UPDATE! CNET News.com has an article focussing on consumer reaction to the new release. The report sums up the feedback as "mixed", though this does seem to be largely based on a single Slashdot comment.
#48 Re: Re: Heartily Agree
Thursday August 29th, 2002 3:25 AM
You are replying to this message
"But I thought it was Netscape's job to get end-users? AIUI Mozilla is supposed to be a technology demonstration aimed at embedders. It sounds more reasonable that <marquee> is added to the Netscape branch only but not Mozilla."
It's not a branch. It's a separate and closed source tree. Distributors maintain a separate tree with their distribution specific changes. You're suggesting we make life difficult for a lot of distributors. I don't know for sure what their numbers are but RedHat also distributes Mozilla, and as the default browser shipping with their OS. They want marquee and all of the other "make the web browser display web pages" fixes. You want them and Netscape and Galeon and all the others to maintain anything non-standard in their own trees, independently?
Everything that goes into Mozilla makes it that much easier for distributors (and there are more than just Netscape) to ship a well tested product to end users. If changes don't land in mozilla then RedHat and OEOne and AOL and Galeon and Nautilus and Netcape and Beonex and Compuserve and others all have to duplicate the work in their own trees. Then they all have to duplicate the testing. I don't see Beonex getting hundreds of thousands of beta downloads every few weeks (or any of those distros, for that matter) so I'm sure they appreciate that Mozilla does and that the changes they take in every new release are well tested.
The point is that yes, we could say "not in Mozilla" to literally thousands of fixes based on the fix not being the perfect fix or not being "pure" but we're making a web browser here and the better we make it and the easier we make it for distributors to turn into products the better the chances of Gecko spreading across the web.
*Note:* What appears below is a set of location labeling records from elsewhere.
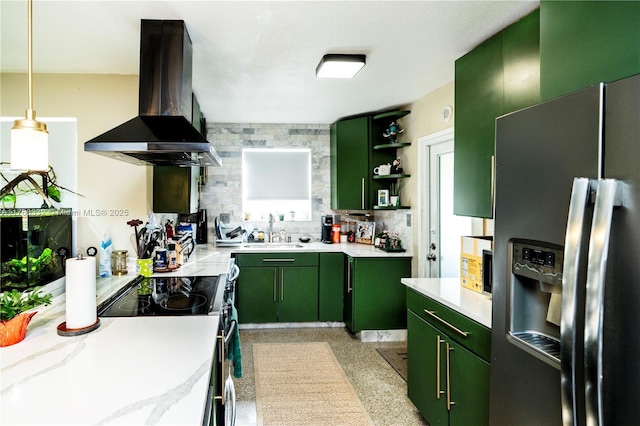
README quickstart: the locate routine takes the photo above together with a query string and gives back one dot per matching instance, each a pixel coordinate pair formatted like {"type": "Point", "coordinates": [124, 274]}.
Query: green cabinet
{"type": "Point", "coordinates": [374, 298]}
{"type": "Point", "coordinates": [585, 42]}
{"type": "Point", "coordinates": [277, 287]}
{"type": "Point", "coordinates": [501, 75]}
{"type": "Point", "coordinates": [331, 281]}
{"type": "Point", "coordinates": [349, 154]}
{"type": "Point", "coordinates": [447, 361]}
{"type": "Point", "coordinates": [357, 147]}
{"type": "Point", "coordinates": [385, 151]}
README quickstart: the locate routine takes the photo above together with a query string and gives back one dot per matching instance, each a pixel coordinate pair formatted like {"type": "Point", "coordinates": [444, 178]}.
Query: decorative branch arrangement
{"type": "Point", "coordinates": [50, 189]}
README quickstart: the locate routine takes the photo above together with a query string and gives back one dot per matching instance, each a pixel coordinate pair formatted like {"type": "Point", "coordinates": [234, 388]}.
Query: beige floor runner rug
{"type": "Point", "coordinates": [303, 384]}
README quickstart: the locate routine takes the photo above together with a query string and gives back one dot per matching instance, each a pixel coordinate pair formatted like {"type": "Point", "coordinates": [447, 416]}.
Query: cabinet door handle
{"type": "Point", "coordinates": [221, 397]}
{"type": "Point", "coordinates": [281, 285]}
{"type": "Point", "coordinates": [275, 283]}
{"type": "Point", "coordinates": [438, 369]}
{"type": "Point", "coordinates": [453, 327]}
{"type": "Point", "coordinates": [449, 402]}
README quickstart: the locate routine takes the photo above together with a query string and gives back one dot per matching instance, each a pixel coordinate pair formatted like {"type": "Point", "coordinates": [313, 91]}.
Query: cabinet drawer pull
{"type": "Point", "coordinates": [453, 327]}
{"type": "Point", "coordinates": [221, 397]}
{"type": "Point", "coordinates": [449, 402]}
{"type": "Point", "coordinates": [275, 281]}
{"type": "Point", "coordinates": [438, 368]}
{"type": "Point", "coordinates": [282, 285]}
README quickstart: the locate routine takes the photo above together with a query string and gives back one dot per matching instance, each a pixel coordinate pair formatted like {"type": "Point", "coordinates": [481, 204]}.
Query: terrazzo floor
{"type": "Point", "coordinates": [380, 388]}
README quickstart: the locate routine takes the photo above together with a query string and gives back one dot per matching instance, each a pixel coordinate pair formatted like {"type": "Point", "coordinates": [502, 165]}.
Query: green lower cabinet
{"type": "Point", "coordinates": [374, 298]}
{"type": "Point", "coordinates": [298, 294]}
{"type": "Point", "coordinates": [257, 295]}
{"type": "Point", "coordinates": [278, 287]}
{"type": "Point", "coordinates": [448, 384]}
{"type": "Point", "coordinates": [331, 279]}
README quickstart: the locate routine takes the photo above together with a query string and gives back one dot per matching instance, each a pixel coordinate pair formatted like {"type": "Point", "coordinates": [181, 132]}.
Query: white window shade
{"type": "Point", "coordinates": [276, 174]}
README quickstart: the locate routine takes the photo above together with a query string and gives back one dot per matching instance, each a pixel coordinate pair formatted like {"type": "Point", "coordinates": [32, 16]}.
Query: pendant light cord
{"type": "Point", "coordinates": [30, 62]}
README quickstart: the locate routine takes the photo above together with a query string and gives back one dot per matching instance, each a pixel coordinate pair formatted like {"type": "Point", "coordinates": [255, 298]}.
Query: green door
{"type": "Point", "coordinates": [469, 376]}
{"type": "Point", "coordinates": [298, 294]}
{"type": "Point", "coordinates": [425, 390]}
{"type": "Point", "coordinates": [257, 295]}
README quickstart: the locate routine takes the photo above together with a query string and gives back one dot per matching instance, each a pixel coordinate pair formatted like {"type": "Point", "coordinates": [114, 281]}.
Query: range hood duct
{"type": "Point", "coordinates": [162, 134]}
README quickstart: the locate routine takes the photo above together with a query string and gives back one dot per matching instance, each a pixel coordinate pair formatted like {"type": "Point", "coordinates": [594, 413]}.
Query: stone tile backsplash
{"type": "Point", "coordinates": [223, 191]}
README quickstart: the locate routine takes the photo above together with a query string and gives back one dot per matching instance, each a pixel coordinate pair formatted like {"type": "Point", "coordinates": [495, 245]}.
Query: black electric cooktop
{"type": "Point", "coordinates": [159, 296]}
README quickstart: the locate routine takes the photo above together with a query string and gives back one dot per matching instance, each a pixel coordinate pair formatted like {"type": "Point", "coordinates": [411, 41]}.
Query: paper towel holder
{"type": "Point", "coordinates": [68, 332]}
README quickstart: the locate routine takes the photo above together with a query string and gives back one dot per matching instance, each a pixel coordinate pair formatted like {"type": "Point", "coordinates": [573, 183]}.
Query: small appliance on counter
{"type": "Point", "coordinates": [326, 228]}
{"type": "Point", "coordinates": [226, 236]}
{"type": "Point", "coordinates": [201, 230]}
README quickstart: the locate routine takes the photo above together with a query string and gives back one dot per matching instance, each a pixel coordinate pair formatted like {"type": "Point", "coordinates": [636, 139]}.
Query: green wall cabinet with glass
{"type": "Point", "coordinates": [277, 287]}
{"type": "Point", "coordinates": [448, 363]}
{"type": "Point", "coordinates": [499, 76]}
{"type": "Point", "coordinates": [374, 298]}
{"type": "Point", "coordinates": [349, 153]}
{"type": "Point", "coordinates": [331, 278]}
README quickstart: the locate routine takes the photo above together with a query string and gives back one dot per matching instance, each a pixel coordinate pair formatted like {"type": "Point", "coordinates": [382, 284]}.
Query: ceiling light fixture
{"type": "Point", "coordinates": [335, 65]}
{"type": "Point", "coordinates": [29, 138]}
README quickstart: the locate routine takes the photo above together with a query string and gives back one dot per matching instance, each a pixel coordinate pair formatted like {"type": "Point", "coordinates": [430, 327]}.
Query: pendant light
{"type": "Point", "coordinates": [29, 137]}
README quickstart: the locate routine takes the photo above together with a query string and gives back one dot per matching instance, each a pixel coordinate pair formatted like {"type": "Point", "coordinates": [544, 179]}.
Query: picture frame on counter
{"type": "Point", "coordinates": [383, 197]}
{"type": "Point", "coordinates": [365, 232]}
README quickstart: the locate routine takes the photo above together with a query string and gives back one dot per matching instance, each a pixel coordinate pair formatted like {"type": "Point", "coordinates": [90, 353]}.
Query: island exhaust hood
{"type": "Point", "coordinates": [162, 134]}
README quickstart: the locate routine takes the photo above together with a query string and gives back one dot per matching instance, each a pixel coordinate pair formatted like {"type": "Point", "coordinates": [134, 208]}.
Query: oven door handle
{"type": "Point", "coordinates": [229, 334]}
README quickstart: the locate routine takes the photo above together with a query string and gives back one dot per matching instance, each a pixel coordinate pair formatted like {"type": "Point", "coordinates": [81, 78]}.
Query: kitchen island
{"type": "Point", "coordinates": [140, 370]}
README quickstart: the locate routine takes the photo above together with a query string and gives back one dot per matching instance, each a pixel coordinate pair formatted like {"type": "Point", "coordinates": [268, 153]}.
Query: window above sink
{"type": "Point", "coordinates": [277, 181]}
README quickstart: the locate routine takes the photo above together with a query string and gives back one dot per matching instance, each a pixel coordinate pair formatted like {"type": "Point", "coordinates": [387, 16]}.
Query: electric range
{"type": "Point", "coordinates": [166, 296]}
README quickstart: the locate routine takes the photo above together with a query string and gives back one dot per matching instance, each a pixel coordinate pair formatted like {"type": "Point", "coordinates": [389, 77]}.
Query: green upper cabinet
{"type": "Point", "coordinates": [350, 183]}
{"type": "Point", "coordinates": [585, 42]}
{"type": "Point", "coordinates": [499, 76]}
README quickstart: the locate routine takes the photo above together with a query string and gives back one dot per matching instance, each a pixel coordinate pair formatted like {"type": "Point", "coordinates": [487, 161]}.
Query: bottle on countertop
{"type": "Point", "coordinates": [169, 229]}
{"type": "Point", "coordinates": [172, 257]}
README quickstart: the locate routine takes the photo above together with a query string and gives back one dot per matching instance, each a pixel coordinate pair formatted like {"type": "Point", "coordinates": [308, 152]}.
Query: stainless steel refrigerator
{"type": "Point", "coordinates": [566, 291]}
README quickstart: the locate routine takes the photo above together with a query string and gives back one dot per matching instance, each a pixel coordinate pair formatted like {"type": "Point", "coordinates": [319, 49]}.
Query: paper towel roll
{"type": "Point", "coordinates": [81, 292]}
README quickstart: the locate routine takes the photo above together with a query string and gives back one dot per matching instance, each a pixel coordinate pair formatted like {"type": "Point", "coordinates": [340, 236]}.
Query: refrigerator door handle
{"type": "Point", "coordinates": [608, 196]}
{"type": "Point", "coordinates": [573, 241]}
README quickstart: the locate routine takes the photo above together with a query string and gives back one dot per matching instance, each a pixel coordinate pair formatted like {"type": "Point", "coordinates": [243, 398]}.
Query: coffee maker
{"type": "Point", "coordinates": [326, 222]}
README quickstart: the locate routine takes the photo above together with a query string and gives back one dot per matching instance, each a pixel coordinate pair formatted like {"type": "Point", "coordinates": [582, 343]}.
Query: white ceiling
{"type": "Point", "coordinates": [255, 61]}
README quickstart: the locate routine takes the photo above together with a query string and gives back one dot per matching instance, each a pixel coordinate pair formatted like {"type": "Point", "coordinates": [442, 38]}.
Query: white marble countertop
{"type": "Point", "coordinates": [450, 293]}
{"type": "Point", "coordinates": [144, 370]}
{"type": "Point", "coordinates": [350, 249]}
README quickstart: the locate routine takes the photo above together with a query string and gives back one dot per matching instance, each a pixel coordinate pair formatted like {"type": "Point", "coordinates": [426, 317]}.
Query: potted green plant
{"type": "Point", "coordinates": [394, 199]}
{"type": "Point", "coordinates": [15, 313]}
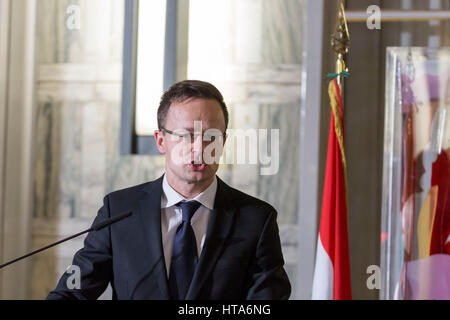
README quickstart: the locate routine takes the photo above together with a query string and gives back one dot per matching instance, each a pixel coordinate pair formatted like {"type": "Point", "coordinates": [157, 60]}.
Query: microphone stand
{"type": "Point", "coordinates": [95, 227]}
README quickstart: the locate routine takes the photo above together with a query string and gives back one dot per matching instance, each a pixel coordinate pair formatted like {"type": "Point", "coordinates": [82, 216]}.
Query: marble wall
{"type": "Point", "coordinates": [77, 158]}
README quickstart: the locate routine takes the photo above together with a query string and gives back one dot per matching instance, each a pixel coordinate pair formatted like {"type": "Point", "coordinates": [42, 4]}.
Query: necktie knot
{"type": "Point", "coordinates": [188, 209]}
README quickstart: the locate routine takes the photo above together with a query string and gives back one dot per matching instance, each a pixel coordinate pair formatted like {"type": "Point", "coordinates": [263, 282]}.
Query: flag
{"type": "Point", "coordinates": [332, 270]}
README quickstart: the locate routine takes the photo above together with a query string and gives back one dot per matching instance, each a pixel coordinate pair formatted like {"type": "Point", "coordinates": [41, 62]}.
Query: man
{"type": "Point", "coordinates": [190, 236]}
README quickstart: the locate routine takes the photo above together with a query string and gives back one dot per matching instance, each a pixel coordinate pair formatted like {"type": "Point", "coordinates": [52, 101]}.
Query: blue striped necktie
{"type": "Point", "coordinates": [184, 253]}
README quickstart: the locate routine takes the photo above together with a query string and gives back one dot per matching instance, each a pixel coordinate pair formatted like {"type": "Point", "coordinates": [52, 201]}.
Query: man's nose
{"type": "Point", "coordinates": [197, 149]}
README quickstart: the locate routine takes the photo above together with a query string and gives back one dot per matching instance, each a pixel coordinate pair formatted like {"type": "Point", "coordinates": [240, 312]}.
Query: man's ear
{"type": "Point", "coordinates": [159, 138]}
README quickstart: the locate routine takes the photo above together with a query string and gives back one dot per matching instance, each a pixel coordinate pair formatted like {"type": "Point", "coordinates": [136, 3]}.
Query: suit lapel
{"type": "Point", "coordinates": [150, 215]}
{"type": "Point", "coordinates": [218, 230]}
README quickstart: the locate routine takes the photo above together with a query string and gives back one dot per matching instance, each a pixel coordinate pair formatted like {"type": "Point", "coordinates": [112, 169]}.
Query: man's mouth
{"type": "Point", "coordinates": [197, 167]}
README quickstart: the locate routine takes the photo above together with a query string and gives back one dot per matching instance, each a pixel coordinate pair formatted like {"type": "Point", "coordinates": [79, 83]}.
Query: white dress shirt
{"type": "Point", "coordinates": [171, 216]}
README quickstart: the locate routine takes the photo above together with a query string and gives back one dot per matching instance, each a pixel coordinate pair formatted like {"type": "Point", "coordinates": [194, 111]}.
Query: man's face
{"type": "Point", "coordinates": [185, 161]}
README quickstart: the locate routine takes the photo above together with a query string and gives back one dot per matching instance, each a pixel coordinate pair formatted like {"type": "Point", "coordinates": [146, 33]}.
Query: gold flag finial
{"type": "Point", "coordinates": [340, 40]}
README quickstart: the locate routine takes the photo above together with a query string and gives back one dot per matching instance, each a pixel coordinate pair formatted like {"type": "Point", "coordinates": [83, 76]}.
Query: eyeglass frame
{"type": "Point", "coordinates": [192, 137]}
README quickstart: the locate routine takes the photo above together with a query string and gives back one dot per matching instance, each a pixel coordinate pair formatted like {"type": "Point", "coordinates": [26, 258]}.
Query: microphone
{"type": "Point", "coordinates": [95, 227]}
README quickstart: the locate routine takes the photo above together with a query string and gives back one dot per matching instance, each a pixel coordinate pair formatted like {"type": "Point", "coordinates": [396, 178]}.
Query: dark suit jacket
{"type": "Point", "coordinates": [241, 256]}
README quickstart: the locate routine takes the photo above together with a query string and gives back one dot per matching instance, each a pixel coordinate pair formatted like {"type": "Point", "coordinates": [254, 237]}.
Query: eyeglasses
{"type": "Point", "coordinates": [187, 136]}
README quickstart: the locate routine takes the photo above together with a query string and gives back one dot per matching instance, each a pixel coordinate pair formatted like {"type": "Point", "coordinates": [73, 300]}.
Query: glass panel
{"type": "Point", "coordinates": [416, 180]}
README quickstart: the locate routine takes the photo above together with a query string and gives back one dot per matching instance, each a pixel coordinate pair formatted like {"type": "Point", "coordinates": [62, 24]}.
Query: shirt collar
{"type": "Point", "coordinates": [171, 197]}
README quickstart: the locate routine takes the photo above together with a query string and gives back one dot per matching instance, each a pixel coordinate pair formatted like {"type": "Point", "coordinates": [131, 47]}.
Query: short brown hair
{"type": "Point", "coordinates": [187, 89]}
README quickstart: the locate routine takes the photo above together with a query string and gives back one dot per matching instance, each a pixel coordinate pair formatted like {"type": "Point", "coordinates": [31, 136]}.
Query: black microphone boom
{"type": "Point", "coordinates": [95, 227]}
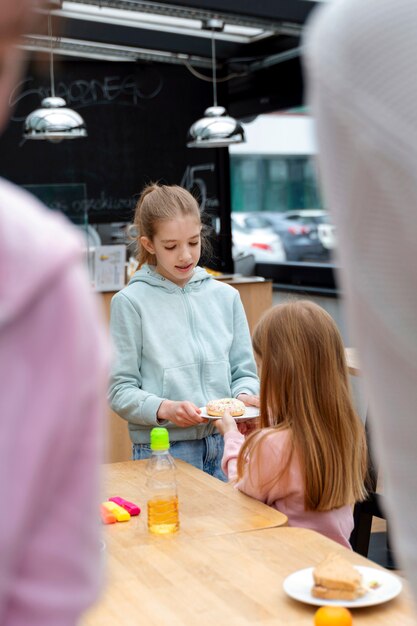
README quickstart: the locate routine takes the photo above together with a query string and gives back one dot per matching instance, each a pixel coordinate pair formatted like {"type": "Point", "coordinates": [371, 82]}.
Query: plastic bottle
{"type": "Point", "coordinates": [163, 514]}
If we backed out all of the non-standard features (as defined by the various web standards groups) and said that those kinds of changes had to land in the individual distributors' trees I'd wager that all but one of those distributors listed above would go away. On top of that, Mozilla would have about 13 users, just like Amaya, and so we wouldn't even be providing the testing for the one remaining distributor. Not a world I want to move toward.